3 - Trump démissionne ou décède avant l’élection, ou entre l’élection et le 14 décembre
- Situation institutionnelle. Mike Pence devient immédiatement président. S’il est dans l’incapacité de le faire, le Speaker de la Chambre des représentants vient ensuite dans l’ordre de succession (Nancy Pelosi), suivi du président pro tempore du Sénat (Charles Grassley, doyen du parti majoritaire). Là encore, les questions liées à la chaîne de pouvoir font l’objet de controverses byzantines chez les constitutionnalistes.
- Situation électorale. C’est là que les choses se compliquent. Si Trump décède avant le 3 novembre, l’élection peut-elle être retardée ? Sur le papier, oui : le Congrès fixe la date du scrutin, il peut la changer. Mais la marge de manœuvre est très étroite : la Constitution stipule que le nouveau président prend ses fonctions le 20 janvier.
En théorie, toute loi est modifiable, même la Loi fondamentale. Mais politiquement, il est plus qu’improbable que les démocrates acceptent un tel scénario.
Autre hypothèse : le Comité national républicain se réunit en urgence pour désigner un candidat remplaçant, probablement Mike Pence. Le Comité, présidé par Ronna McDaniel (dont on a appris vendredi 2 octobre qu’elle était elle aussi positive au coronavirus), compte 3 membres par Etat ou territoire.
Problème : dans la plupart des Etats, il est trop tard pour changer les bulletins de vote. Des millions ont déjà été imprimés, envoyés aux électeurs pour ceux qui souhaitent voter par correspondance, et 2,2 millions d’Américains ont déjà voté. Au final, il serait presque impossible de changer le nom du candidat républicain, à l’échelle du pays, sur les bulletins de vote.
Reste la possibilité d’agir entre l’élection et le 14 décembre. Ce jour-là, les électeurs du collège électoral éliront formellement le nouveau président. Celui-ci doit recevoir au moins 270 des 538 votes. Ces électeurs sont désignés par les Etats, en fonction, bien sûr, du résultat du vote populaire. Certains Etats obligent légalement leurs électeurs à voter, le 14 décembre, pour le candidat de leur camp dont le nom figure sur le bulletin de vote -- Trump, en l’occurrence, chez les républicains. D’autres Etats ne stipulent pas formellement cette obligation.
On peut imaginer un scénario ou le Comité national républicain demanderait à tous ces électeurs de voter pour Pence à la place de Trump.

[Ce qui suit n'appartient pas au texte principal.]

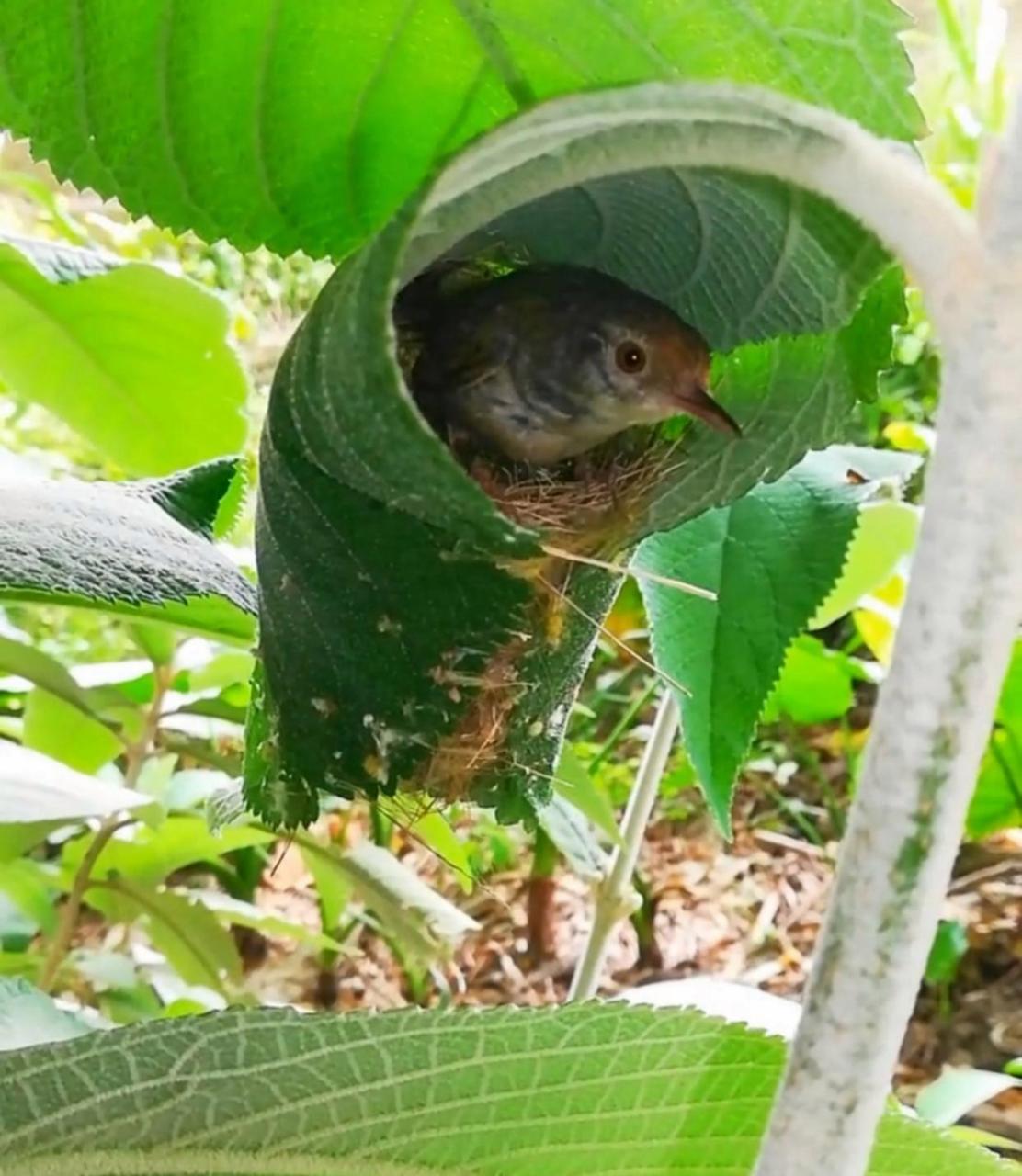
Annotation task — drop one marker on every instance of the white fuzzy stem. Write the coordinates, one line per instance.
(933, 718)
(614, 893)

Prévoir des comprimés contre la migraine : les tours et détours juridiques risquent d’être intéressants !
- Conséquences politiques. Inutile de dire que les démocrates combattraient par tous les moyens, dans le cas où Trump (vivant ou mort) aurait remporté l’élection du 3 novembre, une telle « élection » de Pence par le collège électoral. Une crise politique grave risquerait de secouer le pays.
4 - Trump décède après le 14 décembre mais avant le 6 janvier
- Situation institutionnelle. Le 6 janvier est la date à laquelle le Congrès certifie le vote du Collège électoral. Si le président venait à décéder entre ce vote et la certification par le Congrès, que se passerait-il ? La Constitution n’est pas claire sur un point central : devient-on « président élu » avec le vote du Collège électoral (14 décembre), ou seulement après certification par le Congrès (6 janvier) ?

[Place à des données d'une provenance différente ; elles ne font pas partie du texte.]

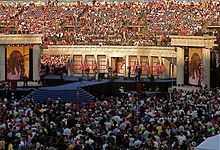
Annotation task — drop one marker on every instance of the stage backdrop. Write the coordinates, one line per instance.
(17, 58)
(195, 66)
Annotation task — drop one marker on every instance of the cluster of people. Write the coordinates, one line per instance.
(109, 23)
(126, 121)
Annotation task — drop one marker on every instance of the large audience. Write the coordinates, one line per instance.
(126, 121)
(108, 23)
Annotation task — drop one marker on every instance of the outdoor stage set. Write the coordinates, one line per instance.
(188, 59)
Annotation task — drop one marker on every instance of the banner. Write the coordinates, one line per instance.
(17, 58)
(195, 66)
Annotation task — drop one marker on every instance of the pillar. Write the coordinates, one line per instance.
(180, 66)
(206, 67)
(2, 63)
(36, 62)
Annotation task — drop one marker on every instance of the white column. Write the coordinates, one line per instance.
(180, 66)
(206, 67)
(2, 63)
(36, 62)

- Situation électorale. Au cas où le Congrès rejetterait le vote du Collège électoral, du fait d’un décès de Trump, la Chambre des Représentants pourrait trancher et choisir le prochain président, mais selon un système de vote (la délégation de chaque Etat dispose d’une voix) qui risque de donner la majorité aux républicains.

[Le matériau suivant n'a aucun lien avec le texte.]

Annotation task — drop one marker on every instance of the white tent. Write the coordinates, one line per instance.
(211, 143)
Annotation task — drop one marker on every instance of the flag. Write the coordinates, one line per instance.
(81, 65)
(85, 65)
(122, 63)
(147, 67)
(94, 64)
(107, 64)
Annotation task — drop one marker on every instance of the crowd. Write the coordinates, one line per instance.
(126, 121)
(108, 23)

- Conséquences politiques. On n’ose imaginer le chaos, dans le cas où les républicains utiliseraient cette manœuvre au Congrès pour tenter d’imposer leur candidat.
5 - Trump, élu, décède après que le Congrès ait certifié le résultat de l’élection
La situation est claire, même si le décès de Trump survenait entre le 6 janvier (certification) et le 20 janvier (prise de fonctions) : Mike Pence devient président des Etats-Unis.